The details here will be important. Will Nielsen measure viewing on Hulu, the streaming service set up by the networks? And if so, will it be capturing that data through user’s devices, or through reporting from Hulu? Will the pool of people who are measured be adjusted to account for people who don’t have televisions but watch substantial amounts of television through subscription services on devices? How will Nielsen measure clips of news shows embedded in network sites like MSNBC’s versus streams of full shows? What time period will streaming ratings cover? Will the ratings be adjusted based on a three-day viewing period, the way viewing from DVR recordings are now? Or will both streaming and DVR watching over the seven days after an initial broadcast count? That’s something that CBS president and CEO Les Moonves has been pushing for, and in a November earnings call said “we think it will happen in a short time.”
But that change is happening at all is exciting and overdue.
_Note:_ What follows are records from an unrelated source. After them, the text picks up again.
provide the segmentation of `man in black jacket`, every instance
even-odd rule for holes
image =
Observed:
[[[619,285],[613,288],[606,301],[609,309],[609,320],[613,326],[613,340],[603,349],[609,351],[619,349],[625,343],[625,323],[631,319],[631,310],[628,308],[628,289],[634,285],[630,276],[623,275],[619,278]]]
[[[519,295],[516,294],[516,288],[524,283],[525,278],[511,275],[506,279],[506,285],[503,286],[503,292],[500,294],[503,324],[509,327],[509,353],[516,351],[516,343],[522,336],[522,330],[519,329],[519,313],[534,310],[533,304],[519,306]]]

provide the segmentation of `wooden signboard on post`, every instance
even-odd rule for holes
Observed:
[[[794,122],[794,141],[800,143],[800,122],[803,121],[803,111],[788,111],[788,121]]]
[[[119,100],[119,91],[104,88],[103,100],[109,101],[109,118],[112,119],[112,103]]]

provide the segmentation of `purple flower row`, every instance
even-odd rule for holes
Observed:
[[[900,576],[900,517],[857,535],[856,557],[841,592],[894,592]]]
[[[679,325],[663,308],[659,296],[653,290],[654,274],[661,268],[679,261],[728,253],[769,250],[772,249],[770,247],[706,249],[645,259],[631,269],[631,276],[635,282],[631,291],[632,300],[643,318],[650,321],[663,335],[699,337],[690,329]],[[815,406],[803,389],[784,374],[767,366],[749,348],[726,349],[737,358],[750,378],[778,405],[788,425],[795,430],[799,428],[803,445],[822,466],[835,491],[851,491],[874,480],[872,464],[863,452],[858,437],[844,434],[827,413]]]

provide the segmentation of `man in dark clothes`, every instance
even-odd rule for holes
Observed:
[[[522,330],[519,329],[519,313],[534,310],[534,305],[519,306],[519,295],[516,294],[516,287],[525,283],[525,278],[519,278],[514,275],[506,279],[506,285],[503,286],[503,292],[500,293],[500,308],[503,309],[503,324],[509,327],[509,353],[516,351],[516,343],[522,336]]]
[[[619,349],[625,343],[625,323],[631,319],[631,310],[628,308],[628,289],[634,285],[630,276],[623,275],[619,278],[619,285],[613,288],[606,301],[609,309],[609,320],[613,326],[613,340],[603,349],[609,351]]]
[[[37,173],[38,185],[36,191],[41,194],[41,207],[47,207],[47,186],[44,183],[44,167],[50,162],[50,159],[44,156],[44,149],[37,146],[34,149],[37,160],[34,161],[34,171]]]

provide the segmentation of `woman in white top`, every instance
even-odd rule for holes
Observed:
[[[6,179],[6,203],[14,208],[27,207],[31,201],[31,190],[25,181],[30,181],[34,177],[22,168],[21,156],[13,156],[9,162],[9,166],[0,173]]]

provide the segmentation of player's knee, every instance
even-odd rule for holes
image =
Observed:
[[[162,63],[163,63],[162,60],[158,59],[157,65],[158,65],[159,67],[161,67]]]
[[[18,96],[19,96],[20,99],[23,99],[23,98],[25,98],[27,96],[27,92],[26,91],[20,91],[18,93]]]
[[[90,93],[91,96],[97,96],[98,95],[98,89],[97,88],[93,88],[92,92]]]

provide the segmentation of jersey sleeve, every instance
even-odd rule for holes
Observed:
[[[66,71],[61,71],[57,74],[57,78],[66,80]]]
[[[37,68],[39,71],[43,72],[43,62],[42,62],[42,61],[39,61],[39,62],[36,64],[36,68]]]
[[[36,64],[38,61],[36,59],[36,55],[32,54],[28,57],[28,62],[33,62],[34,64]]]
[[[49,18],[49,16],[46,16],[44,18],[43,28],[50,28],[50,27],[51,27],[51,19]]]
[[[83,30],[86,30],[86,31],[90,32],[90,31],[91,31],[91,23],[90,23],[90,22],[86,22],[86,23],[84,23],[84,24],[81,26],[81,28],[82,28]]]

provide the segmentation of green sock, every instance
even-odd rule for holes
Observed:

The CW has been claiming for years that streaming viewing has kept its low-rated shows financially viable, and I have to wonder if a marvelous show like the Canadian import The L.A. Complex might have been able to get a third season if advertisers were presented with quality multi-platform viewing numbers that made visible an audience they weren’t seeing in the overnight ratings. FX’s John Landgraf has long called for reformed ratings system that would both reflect new viewing behaviors, which makes sense given the bump a new show like The Americans has seen in three-day DVR ratings, and give broadcast and cable channels a sense of how they stack up to original programming from outlets like Netflix and Amazon. As The Hollywood Reporter explains, that will depend on Netflix and Amazon: “Nielsen will capture how much time is spent on that kind of viewing, but to actually provide ratings, Netflix would have to agree to encode its program signals so that Nielsen software can identify them and trace their source. The traditional TV networks do encode their signals to be compatible with Nielsen’s measurement tools.” And so far, Netflix at least seems very reluctant to play a network ratings game, though it’s released some data about the performance of House of Cards.
If nothing else, though, these changes will let us measure which proportions of the iceberg of television viewership are visible above-water in Nielsen’s traditional ratings, and which are below the surface in the previously unmeasured streaming audience. That’s the starting point for a conversation about how to keep content we care about alive, even if it comes too late to, say, save Dan Harmon’s vision of Community.